2. should be discharge sound

6. should read sudden intense combustion with sparks (even)

For 8. read long term food storage *
_________________________________________________________


----------



## Northerner (Feb 4, 2015)

9 down - telescopes?


----------



## Redkite (Feb 4, 2015)

I think 9 down could be reflection?

3 across chippie?

4 journey?

6 down, detonation?


----------



## David H (Feb 5, 2015)

Northerner said:


> 9 down - telescopes?




Afraid not, but  your thinking  in the right direction.

THINK: end user who is looking up


----------



## David H (Feb 5, 2015)

Redkite said:


> I think 9 down could be reflection?
> 
> 3 across chippie?
> 
> ...



3. Is correct only spelt chippy


----------



## pippaandben (Feb 5, 2015)

2 down Thunderclap?


----------



## Robin (Feb 5, 2015)

5.Hanker?
10. Coiled?
9. Astronomer?


----------



## Redkite (Feb 5, 2015)

Could 9 down be periscopes?


----------



## BobbieH (Feb 5, 2015)

I also  thought 9 down was periscopes.
1 across might be "strange"


----------



## BobbieH (Feb 5, 2015)

is 4 across "journey"


----------



## David H (Feb 5, 2015)

pippaandben said:


> 2 down Thunderclap?



Well done PippaandBen.


----------



## David H (Feb 5, 2015)

Robin said:


> 5.Hanker?
> 10. Coiled?
> 9. Astronomer?



Well Done Robin on 5 and 9 unfortunately 10 is not correct.


----------



## David H (Feb 5, 2015)

Redkite said:


> Could 9 down be periscopes?



Morning Redkite 9 has been answered already Astronomer.


----------



## David H (Feb 5, 2015)

BobbieH said:


> is 4 across "journey"



Afraid not, but you're on the right track.

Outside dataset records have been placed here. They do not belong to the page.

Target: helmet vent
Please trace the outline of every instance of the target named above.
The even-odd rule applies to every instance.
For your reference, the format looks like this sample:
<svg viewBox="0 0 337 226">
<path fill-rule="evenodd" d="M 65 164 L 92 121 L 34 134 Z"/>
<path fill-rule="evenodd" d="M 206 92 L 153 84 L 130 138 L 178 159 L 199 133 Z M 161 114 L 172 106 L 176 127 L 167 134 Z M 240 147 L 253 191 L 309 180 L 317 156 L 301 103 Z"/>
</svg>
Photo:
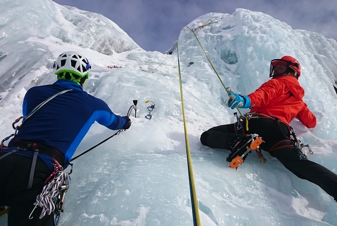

What are you said to do when you travel between your house and work?


----------



## Redkite (Feb 5, 2015)

4 across Commute


----------



## David H (Feb 5, 2015)

Redkite said:


> 4 across Commute



Well done Redkite


----------



## BobbieH (Feb 5, 2015)

Is 10 across Curled


----------



## David H (Feb 5, 2015)

BobbieH said:


> Is 10 across Curled



I'll accept that the word was furled.


----------



## BobbieH (Feb 5, 2015)

Thats what I meant


----------



## BobbieH (Feb 5, 2015)

Sorry: no stranger to crosswords but can 1 across really be unusual given that word is part of the clue.


----------



## David H (Feb 5, 2015)

BobbieH said:


> Sorry: no stranger to crosswords but can 1 across really be unusual given that word is part of the clue.



That's why I filled it in clue should have read rare or odd.

Put together in a hurry, should proof read before posting.


----------



## BobbieH (Feb 5, 2015)

Is 8 across freezes


----------



## David H (Feb 5, 2015)

BobbieH said:


> Is 8 across freezes



I'll accept, it's freezer


----------



## Flower (Feb 5, 2015)

Is 7 across lofty?


----------



## David H (Feb 5, 2015)

Flower said:


> Is 7 across lofty?



yes well done flower


----------



## Robin (Feb 5, 2015)

6 has surely got to be something to do with conflagration, but I can't think of anything to fit. Inflagrate?


----------



## David H (Feb 5, 2015)

Robin said:


> 6 has surely got to be something to do with conflagration, but I can't think of anything to fit. Inflagrate?


r

I give you that Robin, it's Deflagrate


----------